Through the stone of the tunnels, you cannot help sessing the vibration of screams.

But before you can force yourself to ignore this, there is another scream, nearer-by, a vibration that you perceive with eardrums and not sessapinae. Startled, you begin to dismantle the network—but not fast enough, not nearly, before something yanks at your yoke. Breaks it, throwing you and all the other roggas tumbling over each other and canceling one another’s toruses as you come out of alignment. What the rust? Something has ripped two of your number loose.

You open your eyes to find yourself sprawled on the wooden platform, one arm painfully twisted under you, your face pressed against a storage crate. Confused and groaning—your knees are weak, being the yoke is hard—you push yourself up. “Ykka? What was…?”

There is a sound beyond the crates. A gasp. A groan of wood from the platform beneath you, as something incomprehensibly heavy stresses the supports. A crunch of stone, so startlingly loud that you flinch even as you realize you’ve heard this sound before. Grabbing the edge of the crate and the wooden railing, you haul yourself up on one knee. That’s enough for you to see:

Hoa, in a pose that your mind immediately and half-consciously names Warrior, stands with one arm extended. From the hand dangles a head. A stone eater’s head, hair a curling coiffure in mother-of-pearl, face gone below the top lip. The rest of the stone eater, lower jaw on down, stands in front of Hoa, frozen in a posture of reaching for something. You can see Hoa’s face in partial side view. It isn’t moving or chewing, but there’s pale stone dust on his finely carved black-marble lips. There’s a divot about the size of a bite wound in what’s left of the stone eater’s nape. That was the familiar crunch.

An instant later the stone eater’s remains shatter, and you realize Hoa’s position has changed to put a fist through its torso. Then his eyes slide toward you. He doesn’t swallow that you can see, but then he doesn’t need his mouth to speak anyway. “Rennanis’s stone eaters are coming for Castrima’s orogenes.”

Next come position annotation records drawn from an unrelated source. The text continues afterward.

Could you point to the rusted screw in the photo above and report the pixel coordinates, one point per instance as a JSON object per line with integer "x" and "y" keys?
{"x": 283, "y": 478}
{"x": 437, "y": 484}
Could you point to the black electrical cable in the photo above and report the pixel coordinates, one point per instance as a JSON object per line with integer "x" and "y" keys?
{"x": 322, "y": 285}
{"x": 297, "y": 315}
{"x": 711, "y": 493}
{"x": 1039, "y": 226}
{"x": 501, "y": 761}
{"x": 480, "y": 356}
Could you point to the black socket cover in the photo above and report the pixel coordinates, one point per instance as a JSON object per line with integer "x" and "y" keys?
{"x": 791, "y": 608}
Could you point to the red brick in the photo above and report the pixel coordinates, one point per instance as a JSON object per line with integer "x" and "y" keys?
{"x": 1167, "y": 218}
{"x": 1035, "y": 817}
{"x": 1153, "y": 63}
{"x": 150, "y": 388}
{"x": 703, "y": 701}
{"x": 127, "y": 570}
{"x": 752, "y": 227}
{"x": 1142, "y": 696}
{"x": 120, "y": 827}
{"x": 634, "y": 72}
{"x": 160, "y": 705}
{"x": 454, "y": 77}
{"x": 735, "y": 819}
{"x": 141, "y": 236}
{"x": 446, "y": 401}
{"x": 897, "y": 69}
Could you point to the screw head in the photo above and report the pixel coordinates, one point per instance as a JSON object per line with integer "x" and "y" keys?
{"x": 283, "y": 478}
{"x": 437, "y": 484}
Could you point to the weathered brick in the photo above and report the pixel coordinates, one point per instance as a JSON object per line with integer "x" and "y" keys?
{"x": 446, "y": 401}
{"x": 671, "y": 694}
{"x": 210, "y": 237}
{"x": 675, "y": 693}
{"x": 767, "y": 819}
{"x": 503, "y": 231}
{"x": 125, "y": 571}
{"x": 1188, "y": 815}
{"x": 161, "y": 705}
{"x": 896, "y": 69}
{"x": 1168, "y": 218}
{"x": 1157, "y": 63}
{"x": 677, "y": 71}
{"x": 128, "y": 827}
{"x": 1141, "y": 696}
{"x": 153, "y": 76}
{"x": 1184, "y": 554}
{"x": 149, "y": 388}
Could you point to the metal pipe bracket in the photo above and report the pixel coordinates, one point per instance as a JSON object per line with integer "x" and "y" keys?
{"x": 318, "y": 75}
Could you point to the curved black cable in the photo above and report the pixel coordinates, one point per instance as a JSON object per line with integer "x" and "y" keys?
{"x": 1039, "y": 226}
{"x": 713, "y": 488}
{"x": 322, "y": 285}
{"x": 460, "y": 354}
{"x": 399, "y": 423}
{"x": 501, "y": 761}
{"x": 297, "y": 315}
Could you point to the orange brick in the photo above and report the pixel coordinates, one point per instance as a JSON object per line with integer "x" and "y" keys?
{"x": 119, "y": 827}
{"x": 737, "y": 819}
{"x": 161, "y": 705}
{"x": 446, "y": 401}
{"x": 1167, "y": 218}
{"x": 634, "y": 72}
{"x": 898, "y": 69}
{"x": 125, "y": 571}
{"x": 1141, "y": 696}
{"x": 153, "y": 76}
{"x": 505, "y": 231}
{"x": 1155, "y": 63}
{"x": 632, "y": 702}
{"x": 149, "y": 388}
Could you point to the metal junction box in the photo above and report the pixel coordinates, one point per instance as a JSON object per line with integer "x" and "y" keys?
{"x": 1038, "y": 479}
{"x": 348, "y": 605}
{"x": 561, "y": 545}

Oh, Evil Earth. You make yourself get up, though you feel light-headed and unsteady on your feet. “How many?”

“Enough.” Flick and Hoa’s head has turned away, toward Scenic Overlook. You look and see heavy fighting there—the people of Castrima fighting back against the Rennanese who’ve made it down the tunnel. You spy Danel among the attackers, laying on with twin longknives against two Strongbacks as nearby, Esni shouts for another crossbow; hers has jammed. She drops her useless weapon and draws a knapped agate knife that flashes white in the light, then throws herself into the Danel fight.